A 65-pound alligator snapping turtle found in a residential area of Fairfax County has a new home in a Virginia zoo.
Fairfax police said Monday in a Twitter post that their animal protection unit received a call May 28 about a “large turtle” and that “much to their surprise, it was a 65 lb alligator snapping turtle!”
The turtle was likely a pet dumped by its owner after it got too big, said J.D. Kleopfer, a herpetologist for the state of Virginia who helped to rescue the animal.
Kleopfer said the turtle, which rescuers named “Lord Fairfax,” has been seen twice in the past few months in the 5600 block of Belleau Woods Lane near Telegraph Road in the Alexandria section of Fairfax County.
Animal control officers with Fairfax County first called Kleopfer in March after they found the turtle in a backyard near a storm water retention pond in the residential neighborhood. But when he called officers the next day, they already had moved the turtle back to the pond.
A few weeks later, animal control officials called Kleopfer again to report the turtle was back out of the pond.
Kleopfer said the turtle probably was recently dumped nearby and “didn’t like the pond,” possibly because it was too small.
He said it’s rare to see a large alligator snapping turtle spend much time on land because it is “very aquatic,” adding that they prefer to be on the bottom of a river. He said the turtle’s name is borrowed from an alligator because of its powerful jaws.
“If you get your finger in there, it’s a good bet it’s coming off or broken,” he said.
Rescuers kept the turtle out of the water the second time and Kleopfer temporarily took it to his home in Williamsburg. He kept it in his backyard in a large plastic kennel for a week while he tried to find it a new home.
Kleopfer, who works for the Virginia Department of Game and Inland Fisheries, eventually got the Virginia Zoo in Norfolk to take in Lord Fairfax. He said the turtle is in quarantine and he expects it will be put on exhibit. Because the alligator snapping turtle was raised in captivity, it can’t be released into the wild.
Kleopfer said the turtle is an example of pet owners being irresponsible when it comes to having large pets.
“It likely outgrew the housing or the owner’s life changed and instead of finding it a proper home, they just dumped it,” Kleopfer said.
Alligator snapping turtles are typically found in the Gulf of Mexico and parts of the Florida panhandle, Georgia and Texas. Even snapping turtles that are native to the Washington area can be demanding pets, he said, and those who want to own one should do research beforehand.

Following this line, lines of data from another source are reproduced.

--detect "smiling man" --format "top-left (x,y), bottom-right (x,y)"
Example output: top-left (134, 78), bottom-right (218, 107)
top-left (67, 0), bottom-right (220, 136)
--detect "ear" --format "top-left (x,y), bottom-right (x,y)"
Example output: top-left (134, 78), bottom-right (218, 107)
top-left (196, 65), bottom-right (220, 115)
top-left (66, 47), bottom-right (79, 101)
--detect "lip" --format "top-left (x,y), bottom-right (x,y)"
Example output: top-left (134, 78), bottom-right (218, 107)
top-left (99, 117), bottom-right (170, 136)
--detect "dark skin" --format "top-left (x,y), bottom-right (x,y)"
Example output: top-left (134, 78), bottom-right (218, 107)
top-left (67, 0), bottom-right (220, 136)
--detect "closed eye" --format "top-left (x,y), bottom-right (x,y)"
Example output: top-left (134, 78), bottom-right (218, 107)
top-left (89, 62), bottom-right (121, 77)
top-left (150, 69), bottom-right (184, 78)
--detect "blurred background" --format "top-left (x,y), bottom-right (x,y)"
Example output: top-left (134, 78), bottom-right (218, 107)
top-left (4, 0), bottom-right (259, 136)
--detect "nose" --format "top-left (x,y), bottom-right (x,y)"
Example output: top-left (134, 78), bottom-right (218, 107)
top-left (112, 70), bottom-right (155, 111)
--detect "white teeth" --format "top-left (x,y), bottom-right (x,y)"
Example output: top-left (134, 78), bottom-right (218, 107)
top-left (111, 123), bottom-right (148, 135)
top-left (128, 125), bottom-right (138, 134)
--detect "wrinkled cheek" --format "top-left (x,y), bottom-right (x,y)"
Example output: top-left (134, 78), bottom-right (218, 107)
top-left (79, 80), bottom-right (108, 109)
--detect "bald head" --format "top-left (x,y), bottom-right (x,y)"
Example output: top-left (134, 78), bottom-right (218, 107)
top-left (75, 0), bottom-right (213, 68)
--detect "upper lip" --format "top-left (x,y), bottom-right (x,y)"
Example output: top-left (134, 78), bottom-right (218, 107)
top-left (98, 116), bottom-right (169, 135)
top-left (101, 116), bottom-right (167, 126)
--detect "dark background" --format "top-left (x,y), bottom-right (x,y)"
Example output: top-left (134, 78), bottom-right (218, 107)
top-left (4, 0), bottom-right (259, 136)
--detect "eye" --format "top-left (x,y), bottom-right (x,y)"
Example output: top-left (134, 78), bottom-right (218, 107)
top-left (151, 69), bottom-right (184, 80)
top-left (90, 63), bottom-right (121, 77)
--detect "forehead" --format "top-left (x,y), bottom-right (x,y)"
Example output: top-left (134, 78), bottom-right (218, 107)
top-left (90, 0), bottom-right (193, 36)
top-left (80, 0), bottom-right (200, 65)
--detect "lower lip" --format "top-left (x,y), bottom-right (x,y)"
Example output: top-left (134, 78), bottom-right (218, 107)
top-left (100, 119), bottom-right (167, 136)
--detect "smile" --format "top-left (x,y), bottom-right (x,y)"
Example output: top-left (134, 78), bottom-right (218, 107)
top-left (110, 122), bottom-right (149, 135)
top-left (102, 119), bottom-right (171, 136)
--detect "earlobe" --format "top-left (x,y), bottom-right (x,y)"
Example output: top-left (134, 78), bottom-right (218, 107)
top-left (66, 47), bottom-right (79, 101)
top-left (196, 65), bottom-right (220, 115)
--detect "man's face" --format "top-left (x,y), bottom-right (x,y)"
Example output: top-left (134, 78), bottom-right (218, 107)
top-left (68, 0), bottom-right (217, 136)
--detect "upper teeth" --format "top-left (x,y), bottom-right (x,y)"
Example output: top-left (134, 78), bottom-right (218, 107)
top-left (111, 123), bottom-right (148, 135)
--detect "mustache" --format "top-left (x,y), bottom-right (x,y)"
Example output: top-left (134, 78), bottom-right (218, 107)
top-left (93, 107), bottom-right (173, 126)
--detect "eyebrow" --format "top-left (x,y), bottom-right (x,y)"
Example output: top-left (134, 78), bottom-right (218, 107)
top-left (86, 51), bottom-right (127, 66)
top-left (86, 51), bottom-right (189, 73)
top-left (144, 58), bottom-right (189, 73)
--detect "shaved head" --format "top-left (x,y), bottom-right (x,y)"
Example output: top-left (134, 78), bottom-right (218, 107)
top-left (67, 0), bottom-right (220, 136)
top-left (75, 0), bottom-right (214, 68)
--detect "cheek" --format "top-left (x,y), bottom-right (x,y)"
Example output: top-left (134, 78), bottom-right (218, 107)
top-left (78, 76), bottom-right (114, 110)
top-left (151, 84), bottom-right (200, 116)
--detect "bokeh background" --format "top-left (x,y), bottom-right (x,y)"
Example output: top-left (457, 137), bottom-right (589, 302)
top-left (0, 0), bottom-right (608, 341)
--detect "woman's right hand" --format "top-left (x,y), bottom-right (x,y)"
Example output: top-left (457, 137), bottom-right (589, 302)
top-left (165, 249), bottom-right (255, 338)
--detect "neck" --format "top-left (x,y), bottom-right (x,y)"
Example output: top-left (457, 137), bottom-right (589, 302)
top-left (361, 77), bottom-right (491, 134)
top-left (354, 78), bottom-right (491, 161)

“They’re cool and they’re cute when they’re hatchlings and small but they’re not an easy pet,” Kleopfer said. “They live a long time and have a specific diet and lighting needs. The novelty wears off. People get bored with them or kids stop taking care of them and then parents go and dump them in the neighborhood ponds.”
Kleopfer said someone was probably keeping Lord Fairfax as a pet and had it living in a large, rubber container, likely feeding it frozen mice and fish.
Alligator snapping turtles do not pose much of a threat to humans, according to wildlife experts.
Kleopfer said the alligator snapping turtle is North America’s largest freshwater turtle and can weigh as much as 200 pounds, although he noted Lord Fairfax was nowhere near that large.
Many can live at least 50 years, and some can live more than 100 years.
Lord Fairfax was lucky to be found, experts said. If it had not been discovered, it probably would have faced a slow death from cold or starvation.